She had a few open heart surgeries, for by-passs, and valve replacement.

She had venous transplants, by-passes to improve circulation surgeries to do poor circulation in her legs, and also her carotid arteries in her neck....

She had skin infections all the time.

Many times she went into comas due to severe septicemia, each time not certain if she would survive...

For years, she would be in the hospital more days than she was at home....in and out, in and out...

Amputations....first it was her right big toe, then her right foot, then her right leg below the knee, then her right leg above the knee.....

After her right leg, the same process started in her left leg....

Eventually, her kidneys shut down and she had to go to Dialysis 3 times a week, by ambulance.

She lived her last 2-3 years in a nursing home, when she was not in the hospital.....her room smelled like Death...

In the end, she could not take the pain and suffering anymore, and knew things would continue to get worse...so she decided to end it by stopping Dialysis...3 days later she was gone...

She had absolutely NO Quality of life, she lost everything she owned and went on Medicaid/Welfare to keep up with the medical Bills....she put her 3 daughters, my nieces, through Hell.....

Not to mention the strain she put on the healthcare system....YOU supported her medical bills and lifestyle....

I can on and on...it was the most hideous thing one can ever watch....

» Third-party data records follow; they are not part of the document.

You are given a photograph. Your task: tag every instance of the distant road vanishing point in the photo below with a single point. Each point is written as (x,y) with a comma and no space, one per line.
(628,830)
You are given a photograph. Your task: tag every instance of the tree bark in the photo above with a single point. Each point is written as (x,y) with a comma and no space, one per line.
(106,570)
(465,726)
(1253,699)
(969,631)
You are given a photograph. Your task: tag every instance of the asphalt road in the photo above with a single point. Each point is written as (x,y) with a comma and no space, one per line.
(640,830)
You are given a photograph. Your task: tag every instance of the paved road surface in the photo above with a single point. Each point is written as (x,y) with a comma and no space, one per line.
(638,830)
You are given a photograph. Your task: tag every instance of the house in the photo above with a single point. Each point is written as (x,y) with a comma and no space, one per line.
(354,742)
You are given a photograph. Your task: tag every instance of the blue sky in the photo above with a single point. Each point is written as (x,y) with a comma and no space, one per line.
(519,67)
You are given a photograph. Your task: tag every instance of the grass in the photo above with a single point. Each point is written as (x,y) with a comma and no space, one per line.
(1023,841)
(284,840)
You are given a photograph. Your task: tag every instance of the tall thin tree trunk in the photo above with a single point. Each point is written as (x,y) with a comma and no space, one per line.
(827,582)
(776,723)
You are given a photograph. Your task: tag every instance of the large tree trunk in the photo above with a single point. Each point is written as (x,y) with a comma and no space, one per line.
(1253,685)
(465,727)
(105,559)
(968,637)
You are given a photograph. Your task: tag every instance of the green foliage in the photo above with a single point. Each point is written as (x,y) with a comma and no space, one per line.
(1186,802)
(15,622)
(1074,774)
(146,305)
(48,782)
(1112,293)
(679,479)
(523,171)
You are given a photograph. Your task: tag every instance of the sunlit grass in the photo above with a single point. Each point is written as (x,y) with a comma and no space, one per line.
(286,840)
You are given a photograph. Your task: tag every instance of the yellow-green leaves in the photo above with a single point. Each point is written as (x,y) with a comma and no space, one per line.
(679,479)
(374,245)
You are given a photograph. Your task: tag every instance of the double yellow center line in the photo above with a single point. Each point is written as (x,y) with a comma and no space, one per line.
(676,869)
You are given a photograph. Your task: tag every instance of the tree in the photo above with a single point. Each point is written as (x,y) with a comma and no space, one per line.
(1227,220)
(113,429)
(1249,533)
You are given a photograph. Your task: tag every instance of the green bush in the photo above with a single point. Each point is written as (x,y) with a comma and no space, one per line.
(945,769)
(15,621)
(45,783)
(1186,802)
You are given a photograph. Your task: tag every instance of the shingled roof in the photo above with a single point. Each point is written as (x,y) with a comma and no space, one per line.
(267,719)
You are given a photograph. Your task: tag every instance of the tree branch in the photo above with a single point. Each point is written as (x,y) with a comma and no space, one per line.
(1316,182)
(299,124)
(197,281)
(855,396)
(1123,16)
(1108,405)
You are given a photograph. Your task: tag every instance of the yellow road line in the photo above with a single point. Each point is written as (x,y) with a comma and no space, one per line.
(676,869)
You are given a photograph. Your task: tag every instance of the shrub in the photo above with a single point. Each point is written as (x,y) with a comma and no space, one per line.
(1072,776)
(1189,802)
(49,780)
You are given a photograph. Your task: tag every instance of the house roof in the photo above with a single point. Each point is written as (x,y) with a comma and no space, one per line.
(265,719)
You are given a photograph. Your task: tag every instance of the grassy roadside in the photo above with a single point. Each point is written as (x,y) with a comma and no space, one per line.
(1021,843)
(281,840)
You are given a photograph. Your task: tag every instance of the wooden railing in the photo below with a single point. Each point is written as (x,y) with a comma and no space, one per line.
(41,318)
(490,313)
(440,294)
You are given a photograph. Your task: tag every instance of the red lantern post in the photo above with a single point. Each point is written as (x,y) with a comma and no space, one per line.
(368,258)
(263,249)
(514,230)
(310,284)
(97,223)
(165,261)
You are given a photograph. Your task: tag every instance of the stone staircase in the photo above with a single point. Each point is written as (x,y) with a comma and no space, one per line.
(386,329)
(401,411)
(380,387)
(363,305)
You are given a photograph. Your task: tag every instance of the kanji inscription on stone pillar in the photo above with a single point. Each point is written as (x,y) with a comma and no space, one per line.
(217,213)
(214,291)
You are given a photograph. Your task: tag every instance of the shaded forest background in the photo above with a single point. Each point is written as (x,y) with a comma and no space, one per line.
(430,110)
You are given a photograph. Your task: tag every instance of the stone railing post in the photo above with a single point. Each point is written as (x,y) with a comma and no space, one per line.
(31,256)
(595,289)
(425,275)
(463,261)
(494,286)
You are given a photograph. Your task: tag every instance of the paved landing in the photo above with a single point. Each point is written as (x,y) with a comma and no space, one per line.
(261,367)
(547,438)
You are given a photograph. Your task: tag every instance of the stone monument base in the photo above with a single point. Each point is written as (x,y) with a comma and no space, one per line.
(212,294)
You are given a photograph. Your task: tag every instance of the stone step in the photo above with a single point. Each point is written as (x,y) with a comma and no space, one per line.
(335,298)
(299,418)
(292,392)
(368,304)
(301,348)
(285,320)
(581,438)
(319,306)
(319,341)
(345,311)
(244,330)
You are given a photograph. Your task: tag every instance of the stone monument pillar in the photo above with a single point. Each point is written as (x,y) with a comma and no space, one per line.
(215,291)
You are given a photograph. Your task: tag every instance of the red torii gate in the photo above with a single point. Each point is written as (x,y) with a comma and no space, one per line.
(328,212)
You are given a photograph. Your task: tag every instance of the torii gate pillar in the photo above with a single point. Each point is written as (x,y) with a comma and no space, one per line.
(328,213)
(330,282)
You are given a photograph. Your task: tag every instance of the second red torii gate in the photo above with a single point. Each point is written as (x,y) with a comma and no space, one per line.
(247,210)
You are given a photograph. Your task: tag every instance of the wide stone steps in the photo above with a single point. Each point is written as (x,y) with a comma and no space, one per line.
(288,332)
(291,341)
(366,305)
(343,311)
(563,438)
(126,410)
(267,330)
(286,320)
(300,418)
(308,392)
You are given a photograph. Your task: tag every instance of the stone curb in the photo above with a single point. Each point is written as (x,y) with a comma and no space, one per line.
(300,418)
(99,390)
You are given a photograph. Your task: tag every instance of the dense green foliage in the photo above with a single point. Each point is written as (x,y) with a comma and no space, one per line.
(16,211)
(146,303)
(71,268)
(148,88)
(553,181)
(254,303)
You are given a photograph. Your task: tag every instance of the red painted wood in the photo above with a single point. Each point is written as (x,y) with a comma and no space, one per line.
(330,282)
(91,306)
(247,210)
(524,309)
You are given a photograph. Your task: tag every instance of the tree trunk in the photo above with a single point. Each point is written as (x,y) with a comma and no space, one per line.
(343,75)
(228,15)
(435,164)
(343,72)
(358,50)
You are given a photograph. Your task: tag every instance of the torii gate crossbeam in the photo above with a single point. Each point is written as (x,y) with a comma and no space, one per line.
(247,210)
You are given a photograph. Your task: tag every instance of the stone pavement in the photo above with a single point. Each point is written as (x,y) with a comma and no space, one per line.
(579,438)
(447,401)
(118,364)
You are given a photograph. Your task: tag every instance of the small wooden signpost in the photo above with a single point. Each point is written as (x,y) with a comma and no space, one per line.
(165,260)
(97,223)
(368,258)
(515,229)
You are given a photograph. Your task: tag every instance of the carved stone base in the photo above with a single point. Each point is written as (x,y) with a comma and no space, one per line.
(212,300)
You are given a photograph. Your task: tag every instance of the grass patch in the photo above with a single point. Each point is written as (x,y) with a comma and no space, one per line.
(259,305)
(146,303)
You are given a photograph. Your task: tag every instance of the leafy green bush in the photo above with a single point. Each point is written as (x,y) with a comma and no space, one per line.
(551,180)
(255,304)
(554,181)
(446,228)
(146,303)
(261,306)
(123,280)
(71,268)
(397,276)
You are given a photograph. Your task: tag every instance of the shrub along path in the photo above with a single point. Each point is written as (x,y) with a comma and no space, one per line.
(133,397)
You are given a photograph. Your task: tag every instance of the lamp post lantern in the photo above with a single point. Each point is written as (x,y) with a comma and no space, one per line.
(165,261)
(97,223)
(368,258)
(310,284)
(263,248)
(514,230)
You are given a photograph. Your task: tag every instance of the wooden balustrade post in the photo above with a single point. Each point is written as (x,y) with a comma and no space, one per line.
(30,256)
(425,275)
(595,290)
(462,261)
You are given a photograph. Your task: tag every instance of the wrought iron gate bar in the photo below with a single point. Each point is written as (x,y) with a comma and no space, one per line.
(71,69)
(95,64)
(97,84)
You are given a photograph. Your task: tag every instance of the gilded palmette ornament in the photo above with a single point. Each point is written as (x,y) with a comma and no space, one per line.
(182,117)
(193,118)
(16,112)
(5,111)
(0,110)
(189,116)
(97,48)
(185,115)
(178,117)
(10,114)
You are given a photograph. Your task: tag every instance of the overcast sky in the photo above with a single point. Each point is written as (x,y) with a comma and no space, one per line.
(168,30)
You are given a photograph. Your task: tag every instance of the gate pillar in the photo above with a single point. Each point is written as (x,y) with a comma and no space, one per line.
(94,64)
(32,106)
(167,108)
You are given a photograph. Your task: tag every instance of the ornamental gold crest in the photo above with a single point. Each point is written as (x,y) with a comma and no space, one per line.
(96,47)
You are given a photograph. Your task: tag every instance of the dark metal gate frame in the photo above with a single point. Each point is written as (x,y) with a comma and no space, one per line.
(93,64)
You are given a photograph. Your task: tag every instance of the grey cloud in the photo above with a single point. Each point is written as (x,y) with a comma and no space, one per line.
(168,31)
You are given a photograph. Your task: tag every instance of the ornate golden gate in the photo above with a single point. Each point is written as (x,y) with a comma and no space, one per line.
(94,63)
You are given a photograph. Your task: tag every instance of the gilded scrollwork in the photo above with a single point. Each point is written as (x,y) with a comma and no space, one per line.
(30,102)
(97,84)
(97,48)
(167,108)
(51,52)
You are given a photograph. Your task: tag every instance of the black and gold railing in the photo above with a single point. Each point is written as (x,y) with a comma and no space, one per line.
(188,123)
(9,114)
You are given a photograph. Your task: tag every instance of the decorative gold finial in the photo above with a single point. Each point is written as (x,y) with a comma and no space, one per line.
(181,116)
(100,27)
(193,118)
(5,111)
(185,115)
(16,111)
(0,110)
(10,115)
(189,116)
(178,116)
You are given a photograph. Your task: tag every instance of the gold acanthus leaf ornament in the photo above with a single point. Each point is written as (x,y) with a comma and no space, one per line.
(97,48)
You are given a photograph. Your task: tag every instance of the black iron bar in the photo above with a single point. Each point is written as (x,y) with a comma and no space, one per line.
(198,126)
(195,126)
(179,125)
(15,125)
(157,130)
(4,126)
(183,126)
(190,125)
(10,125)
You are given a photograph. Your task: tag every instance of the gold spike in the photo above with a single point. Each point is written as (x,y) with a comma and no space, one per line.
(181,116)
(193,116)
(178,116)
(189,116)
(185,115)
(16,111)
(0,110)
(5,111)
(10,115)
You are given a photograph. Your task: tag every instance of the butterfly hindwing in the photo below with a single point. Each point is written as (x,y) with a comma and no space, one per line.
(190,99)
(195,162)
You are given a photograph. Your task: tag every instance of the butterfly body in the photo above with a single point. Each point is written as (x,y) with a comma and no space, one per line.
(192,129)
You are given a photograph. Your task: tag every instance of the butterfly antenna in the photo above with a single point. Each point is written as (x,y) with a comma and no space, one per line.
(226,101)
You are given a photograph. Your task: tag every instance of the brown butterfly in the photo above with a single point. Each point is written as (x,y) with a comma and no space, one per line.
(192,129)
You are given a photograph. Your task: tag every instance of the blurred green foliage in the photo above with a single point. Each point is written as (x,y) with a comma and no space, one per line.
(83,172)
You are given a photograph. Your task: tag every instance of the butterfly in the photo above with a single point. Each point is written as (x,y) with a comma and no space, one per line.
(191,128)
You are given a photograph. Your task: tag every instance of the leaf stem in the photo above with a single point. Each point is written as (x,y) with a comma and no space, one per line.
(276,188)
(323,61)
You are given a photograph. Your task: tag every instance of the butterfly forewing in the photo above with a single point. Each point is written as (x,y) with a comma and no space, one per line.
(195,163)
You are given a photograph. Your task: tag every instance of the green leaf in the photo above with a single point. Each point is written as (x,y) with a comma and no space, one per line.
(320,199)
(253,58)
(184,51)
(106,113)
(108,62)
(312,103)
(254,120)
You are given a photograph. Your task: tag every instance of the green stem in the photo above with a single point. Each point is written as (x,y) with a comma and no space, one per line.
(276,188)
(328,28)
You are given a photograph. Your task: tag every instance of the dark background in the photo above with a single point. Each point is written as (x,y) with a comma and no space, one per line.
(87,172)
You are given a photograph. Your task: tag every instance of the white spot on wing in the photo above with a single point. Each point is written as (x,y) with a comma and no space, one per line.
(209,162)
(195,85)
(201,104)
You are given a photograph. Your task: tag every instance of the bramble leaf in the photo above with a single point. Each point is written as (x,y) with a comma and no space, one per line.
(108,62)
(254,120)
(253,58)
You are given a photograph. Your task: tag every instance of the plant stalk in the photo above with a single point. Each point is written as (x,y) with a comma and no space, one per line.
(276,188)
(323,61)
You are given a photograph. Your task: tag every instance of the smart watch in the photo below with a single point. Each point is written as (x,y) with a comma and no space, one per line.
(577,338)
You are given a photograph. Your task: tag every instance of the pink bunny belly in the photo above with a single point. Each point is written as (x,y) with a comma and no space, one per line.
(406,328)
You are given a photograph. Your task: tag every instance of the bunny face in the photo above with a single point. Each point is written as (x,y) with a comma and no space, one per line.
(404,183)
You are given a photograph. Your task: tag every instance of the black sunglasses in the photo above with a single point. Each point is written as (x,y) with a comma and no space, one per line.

Did I Love her? Of course I did...can I accept what she went through because of her obesity? NEVER!

If you have a Son or daughter who is obese, are you going to pat them on the head and tell them everything is going to be Ok? Fat Acceptance?

Sorry, no way...I cannot wish that on anybody...does not mean I don't love them, but I cannot condone their lifestyle either...

Twenty Years ago it might have been a different story in some ways, but today...Bariatric Surgery is becoming more and more routine, and there is proof everywhere that it does work. There are alternatives to being Obese....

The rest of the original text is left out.